Have you ever noticed a little blue fish on your farmed seafood packaging, or on the glass at your grocer’s fish counter? Those little blue fish are known as “ecolabels” and they’re meant to provide consumers with assurance that the fish they are buying has been farmed sustainably. But what do they really tell us about sustainability?
The term “sustainable” is used a lot these days, but not everyone means the same thing when they say something is “sustainable”. The UN defines sustainability as the ability to meet our current needs without compromising the needs of future generations, and sustainability is generally understood to include social, economic, and environmental dimensions. But, translating that definition into practice is a major challenge.
Aquaculture ecolabels do the monumental task of translating sustainability into a little blue fish. Many ecolabels do this through eco-certification, the process of verifying that a farm is sustainable using a set of sustainability criteria. Farms that receive eco-certification can then use the certifier’s ecolabel on their product.
The criteria eco-certifiers use to verify the sustainability of farms includes things like limits on the use of chemicals and antibiotics, and the use of practices that are intended to limit the effects of farms on the local environment. So, what does an ecolabel mean? It means that the fish in question was raised in a way that the certifier deemed sustainable. But what does the certifier mean by sustainable? That depends on the criteria underlying the certification process.

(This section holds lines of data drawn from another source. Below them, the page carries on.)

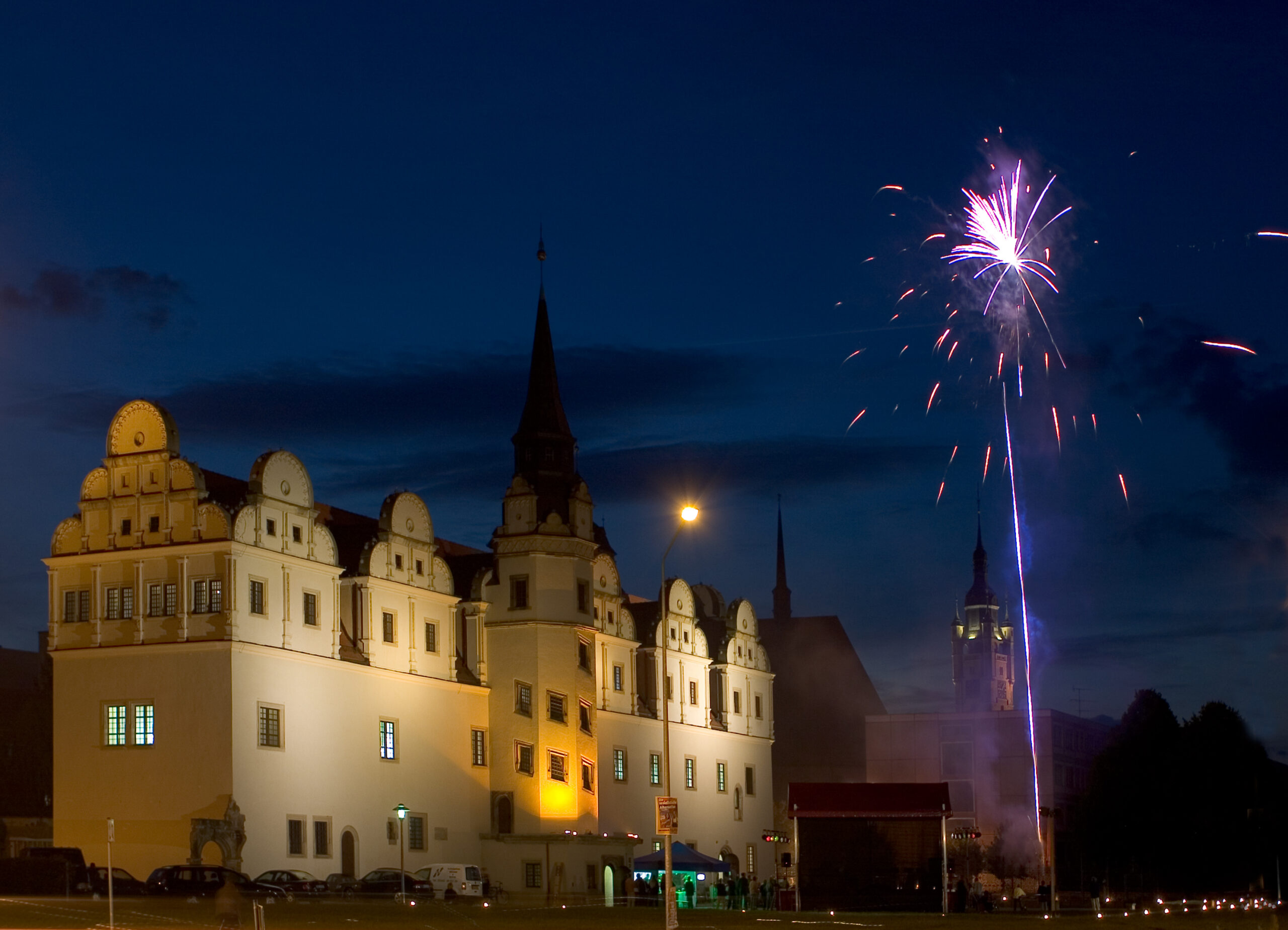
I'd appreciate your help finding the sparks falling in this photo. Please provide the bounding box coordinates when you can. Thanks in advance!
[1002,384,1040,848]
[943,162,1073,366]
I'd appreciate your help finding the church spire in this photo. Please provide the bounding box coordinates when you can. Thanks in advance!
[774,494,792,620]
[511,233,581,521]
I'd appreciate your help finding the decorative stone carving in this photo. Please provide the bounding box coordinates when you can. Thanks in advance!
[188,797,246,872]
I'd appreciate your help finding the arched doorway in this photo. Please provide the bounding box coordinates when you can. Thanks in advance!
[340,829,358,879]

Studies show that eco-certifiers tend to include a lot of criteria related to environmental issues but few social and economic sustainability issues. Certifiers focus on limiting negative environmental impacts, but there is less emphasis on limiting potential social harms and maximizing the social and environmental benefits we receive from aquaculture. Eco-certification schemes also tend to include criteria related to the local environmental effects of aquaculture (ex. effects on local biodiversity, use of antibiotics and chemicals) but are missing criteria related to some of the far-reaching effects of aquaculture, such as a farm’s carbon footprint and contribution to global food security. Therefore, eco-certification schemes appear to define sustainable aquaculture as farming that has limited local environmental effects. Of course, criteria also differ between schemes, so the way sustainable aquaculture is defined may vary between the many ecolabels in the marketplace.
While the way eco-certification and associated ecolabels define sustainable aquaculture as farming that has limited local environmental effects can be considered incomplete, we should also consider the significant challenge of designing eco-certification criteria that live up to a more comprehensive view of sustainability; in other words, it’s really difficult to appraise “sustainability”, even once you’ve defined it. Certifiers must balance both the completeness and complexity of sustainability criteria that they use with the practical application of those criteria to farms.

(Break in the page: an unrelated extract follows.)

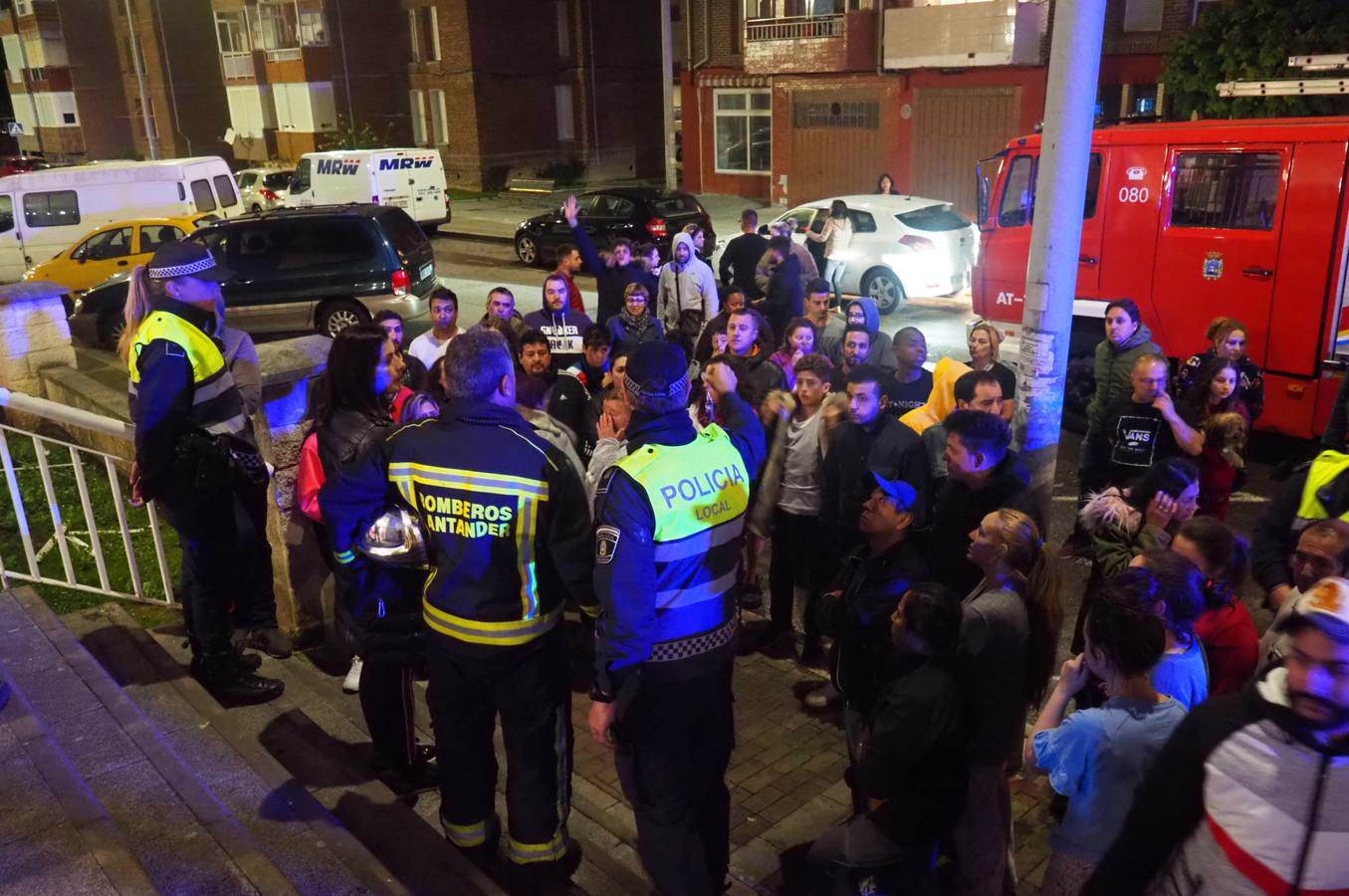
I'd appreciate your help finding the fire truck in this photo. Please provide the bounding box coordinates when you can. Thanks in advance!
[973,117,1349,439]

These are just a few of the many challenges in developing and selecting sustainability criteria, and how these challenges are addressed will affect how sustainability is defined by ecolabels. So next time you visit the fish counter, remember that not all little blue fish signify the same thing; the definition of sustainability they represent depends on the criteria behind the label. Sustainability isn’t exactly “in the eye of the beholder” – but when it comes to ecolabels, it might be in the eye of the certifier.